Another change is that the “dishonesty” test applying in the Corporations Act 2001 (Cth) is now defined as “dishonest according to the standards of ordinary people”. This impacts potential criminal offences for breaches of the duty on directors to act in good faith in the best interests of the corporations and for a proper purpose (in section 184(1) of the Corporations Act) where previously directors had to be “intentionally” dishonest. This means the prosecution will not be required to prove the defendant’s state of mind — the test will be whether the conduct was dishonest by the standards of ordinary people. Importantly, criminal prosecution under s 184(1) would still need to meet a very high bar — proving beyond reasonable doubt that the defendant had failed to act in good faith in the best interests of the company or for a proper purpose, and was either reckless or dishonest.
We will continue to advocate for evidence-based policy that is consistent with principles of good corporate governance, and a regulatory environment that supports growth and innovation.
Work health and safety
There is likely to be an increased focus on accountability for WHS breaches as the recommendations of the recent Boland review are considered.
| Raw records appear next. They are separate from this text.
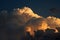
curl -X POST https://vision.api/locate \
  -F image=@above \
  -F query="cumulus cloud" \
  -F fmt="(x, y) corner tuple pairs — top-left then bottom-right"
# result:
(0, 7), (60, 38)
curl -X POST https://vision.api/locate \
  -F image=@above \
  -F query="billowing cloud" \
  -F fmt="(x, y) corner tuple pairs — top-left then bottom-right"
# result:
(0, 7), (60, 39)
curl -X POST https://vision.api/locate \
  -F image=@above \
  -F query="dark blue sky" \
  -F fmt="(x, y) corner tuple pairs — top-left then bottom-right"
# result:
(0, 0), (60, 17)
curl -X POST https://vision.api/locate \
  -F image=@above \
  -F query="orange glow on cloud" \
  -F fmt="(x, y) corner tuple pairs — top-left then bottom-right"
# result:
(5, 7), (60, 36)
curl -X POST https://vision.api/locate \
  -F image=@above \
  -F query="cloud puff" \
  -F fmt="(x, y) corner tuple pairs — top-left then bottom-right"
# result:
(46, 16), (60, 28)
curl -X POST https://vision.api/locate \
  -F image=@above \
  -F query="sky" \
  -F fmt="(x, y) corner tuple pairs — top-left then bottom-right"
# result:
(0, 0), (60, 17)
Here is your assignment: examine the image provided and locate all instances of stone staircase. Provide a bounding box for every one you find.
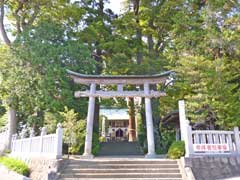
[97,142,144,156]
[58,158,183,180]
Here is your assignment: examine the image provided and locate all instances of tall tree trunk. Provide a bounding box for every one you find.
[0,0,11,45]
[93,0,104,131]
[147,14,162,151]
[147,19,155,57]
[131,0,143,144]
[0,1,18,150]
[128,97,136,141]
[93,48,102,131]
[7,107,17,149]
[133,0,143,65]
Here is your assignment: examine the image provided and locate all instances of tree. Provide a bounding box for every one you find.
[61,107,86,154]
[0,0,83,45]
[0,0,89,143]
[162,0,240,128]
[0,20,95,129]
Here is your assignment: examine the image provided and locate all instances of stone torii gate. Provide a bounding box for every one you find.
[67,70,172,158]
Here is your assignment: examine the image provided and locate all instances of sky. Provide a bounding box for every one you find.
[107,0,124,14]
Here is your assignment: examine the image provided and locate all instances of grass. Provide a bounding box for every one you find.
[0,156,30,177]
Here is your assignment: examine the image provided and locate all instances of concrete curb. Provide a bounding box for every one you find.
[180,157,196,180]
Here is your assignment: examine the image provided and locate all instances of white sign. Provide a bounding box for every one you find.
[193,144,229,152]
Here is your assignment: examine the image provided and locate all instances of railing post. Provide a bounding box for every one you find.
[233,127,240,155]
[40,127,47,154]
[55,123,63,159]
[178,100,187,141]
[29,128,35,154]
[185,120,193,157]
[11,134,17,154]
[30,128,35,137]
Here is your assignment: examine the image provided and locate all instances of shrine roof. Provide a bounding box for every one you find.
[67,69,173,85]
[100,108,129,120]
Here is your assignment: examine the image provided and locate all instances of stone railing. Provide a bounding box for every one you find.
[11,124,63,159]
[184,122,240,157]
[179,100,240,157]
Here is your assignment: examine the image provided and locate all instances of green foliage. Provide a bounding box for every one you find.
[0,157,30,177]
[162,0,240,129]
[0,102,6,118]
[44,112,62,133]
[0,0,240,151]
[0,113,7,128]
[0,20,94,129]
[173,56,240,128]
[167,141,185,159]
[61,107,86,154]
[158,128,176,154]
[136,111,146,149]
[92,131,100,155]
[3,0,84,38]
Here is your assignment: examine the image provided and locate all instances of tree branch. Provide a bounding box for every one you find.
[0,0,11,45]
[25,3,40,27]
[14,1,24,34]
[133,0,140,16]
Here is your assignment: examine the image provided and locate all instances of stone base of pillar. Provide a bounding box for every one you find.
[81,153,94,159]
[145,153,157,159]
[56,155,62,159]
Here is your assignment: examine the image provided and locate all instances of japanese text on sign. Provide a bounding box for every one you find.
[193,144,229,152]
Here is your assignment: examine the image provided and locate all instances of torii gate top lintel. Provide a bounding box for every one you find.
[67,69,173,85]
These include new industrial manslaughter offences, adding “gross negligence” as grounds for proving Category 1 criminal offences against duty holders (including directors) rather than the harder-to-prove test of “recklessness” and a proposal to ban directors and officers liability insurance (D&O) cover for WHS fines (a proposal the AICD does not support).
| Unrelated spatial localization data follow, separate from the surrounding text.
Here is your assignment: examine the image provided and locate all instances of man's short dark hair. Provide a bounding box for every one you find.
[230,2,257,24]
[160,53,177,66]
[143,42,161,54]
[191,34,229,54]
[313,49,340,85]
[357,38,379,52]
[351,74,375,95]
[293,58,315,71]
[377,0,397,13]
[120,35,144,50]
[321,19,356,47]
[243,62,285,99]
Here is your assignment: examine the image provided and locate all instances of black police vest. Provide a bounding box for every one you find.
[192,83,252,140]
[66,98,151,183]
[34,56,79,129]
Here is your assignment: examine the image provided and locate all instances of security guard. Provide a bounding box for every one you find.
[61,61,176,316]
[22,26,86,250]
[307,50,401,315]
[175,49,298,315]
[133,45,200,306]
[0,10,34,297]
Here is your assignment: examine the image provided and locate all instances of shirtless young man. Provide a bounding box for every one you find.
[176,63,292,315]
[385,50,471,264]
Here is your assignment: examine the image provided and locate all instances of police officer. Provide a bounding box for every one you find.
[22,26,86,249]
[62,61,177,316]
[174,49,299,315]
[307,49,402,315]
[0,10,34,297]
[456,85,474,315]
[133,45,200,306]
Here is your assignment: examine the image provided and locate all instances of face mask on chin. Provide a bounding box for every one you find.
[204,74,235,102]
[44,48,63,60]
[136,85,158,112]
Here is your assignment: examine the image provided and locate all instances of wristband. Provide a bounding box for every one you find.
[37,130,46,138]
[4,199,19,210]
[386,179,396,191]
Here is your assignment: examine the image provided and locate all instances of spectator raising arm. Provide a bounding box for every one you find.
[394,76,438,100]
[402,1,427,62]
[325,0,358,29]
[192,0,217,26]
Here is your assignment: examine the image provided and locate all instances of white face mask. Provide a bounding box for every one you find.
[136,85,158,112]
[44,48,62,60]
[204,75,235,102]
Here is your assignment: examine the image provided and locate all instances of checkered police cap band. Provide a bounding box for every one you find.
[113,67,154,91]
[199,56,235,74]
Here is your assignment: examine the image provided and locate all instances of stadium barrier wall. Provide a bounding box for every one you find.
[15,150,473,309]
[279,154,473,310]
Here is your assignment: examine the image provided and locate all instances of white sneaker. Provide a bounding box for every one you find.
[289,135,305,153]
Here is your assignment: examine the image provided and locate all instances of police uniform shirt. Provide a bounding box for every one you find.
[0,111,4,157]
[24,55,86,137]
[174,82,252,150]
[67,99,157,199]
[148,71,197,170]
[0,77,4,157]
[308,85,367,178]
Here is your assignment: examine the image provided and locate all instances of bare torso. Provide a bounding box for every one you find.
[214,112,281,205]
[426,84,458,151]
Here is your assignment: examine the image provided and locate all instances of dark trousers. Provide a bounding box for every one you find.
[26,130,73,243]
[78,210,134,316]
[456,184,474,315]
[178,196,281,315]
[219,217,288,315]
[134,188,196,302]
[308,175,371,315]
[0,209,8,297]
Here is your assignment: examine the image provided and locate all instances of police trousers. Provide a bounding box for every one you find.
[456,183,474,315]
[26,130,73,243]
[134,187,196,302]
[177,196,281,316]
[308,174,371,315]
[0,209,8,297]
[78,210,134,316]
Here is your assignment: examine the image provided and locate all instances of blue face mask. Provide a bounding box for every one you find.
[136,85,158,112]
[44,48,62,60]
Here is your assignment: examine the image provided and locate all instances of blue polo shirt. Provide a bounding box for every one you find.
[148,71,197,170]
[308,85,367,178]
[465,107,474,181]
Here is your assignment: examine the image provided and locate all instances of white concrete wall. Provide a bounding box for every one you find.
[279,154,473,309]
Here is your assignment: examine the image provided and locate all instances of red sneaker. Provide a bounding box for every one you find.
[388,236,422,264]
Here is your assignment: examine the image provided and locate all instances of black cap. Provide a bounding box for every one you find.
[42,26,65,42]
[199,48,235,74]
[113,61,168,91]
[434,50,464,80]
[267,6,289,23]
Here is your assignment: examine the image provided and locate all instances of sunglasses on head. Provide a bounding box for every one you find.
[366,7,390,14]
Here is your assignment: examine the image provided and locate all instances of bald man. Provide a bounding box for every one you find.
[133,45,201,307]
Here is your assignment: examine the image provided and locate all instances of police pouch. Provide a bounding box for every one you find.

Superannuation penalties for directors
New laws passed this year impose penalties against superannuation trustees and their directors who fail to act in the best interests of members for the first time. Legal experts have suggested that the new penalties are already influencing trustees in seeking more comfort and advice. Directors of superannuation trustees should clarify the extent of their D&O insurance cover and consider the implications for personal liability.
ALRC review into Australia’s corporate criminal responsibility regime
As noted, the ALRC was asked in April to undertake a comprehensive review of the corporate criminal responsibility regime, reporting in 2020. The ALRC will consider how well the Criminal Code attributes corporate criminal liability, explore other jurisdictions for insights, and recommend ways to strengthen the Criminal Code — including how it holds individuals liable for corporate misconduct. This review will be a priority for the AICD. We will work with stakeholders to seek outcomes that accord with standards of good corporate governance and criminal justice. The Council of Australian Government’s 2012 principles and guidelines on personal criminal liability for corporate fault provide a model that should guide review. We will update members as the review progresses.